“It’s a good deal like the military manoeuvre of the King of France and his forty thousand men. I suppose somebody told him at the top of the hill that there was nothing to arbitrate, and to get out and go about his business, and that was the reason he marched down after he had marched up with all that ceremony. What amuses me is to find that in an affair of this kind the roads have rights and the strikers have rights, but the public has no rights at all. The roads and the strikers are allowed to fight out a private war in our midst as thoroughly and precisely a private war as any we despise the Middle Ages for having tolerated—as any street war in Florence or Verona—and to fight it out at our pains and expense, and we stand by like sheep and wait till they get tired. It’s a funny attitude for a city of fifteen hundred thousand inhabitants.”

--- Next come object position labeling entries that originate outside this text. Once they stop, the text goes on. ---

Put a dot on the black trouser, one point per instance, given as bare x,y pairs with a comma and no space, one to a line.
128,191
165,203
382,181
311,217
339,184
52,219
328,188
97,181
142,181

“What would you do?” asked Fulkerson, a good deal daunted by this view of the case.
“Do? Nothing. Hasn’t the State Board of Arbitration declared itself powerless? We have no hold upon the strikers; and we’re so used to being snubbed and disobliged by common carriers that we have forgotten our hold on the roads and always allow them to manage their own affairs in their own way, quite as if we had nothing to do with them and they owed us no services in return for their privileges.”
“That’s a good deal so,” said Fulkerson, disordering his hair. “Well, it’s nuts for the colonel nowadays. He says if he was boss of this town he would seize the roads on behalf of the people, and man ’em with policemen, and run ’em till the managers had come to terms with the strikers; and he’d do that every time there was a strike.”
“Doesn’t that rather savor of the paternalism he condemned in Lindau?” asked March.
“I don’t know. It savors of horse sense.”
“You are pretty far gone, Fulkerson. I thought you were the most engaged man I ever saw; but I guess you’re more father-in-lawed. And before you’re married, too.”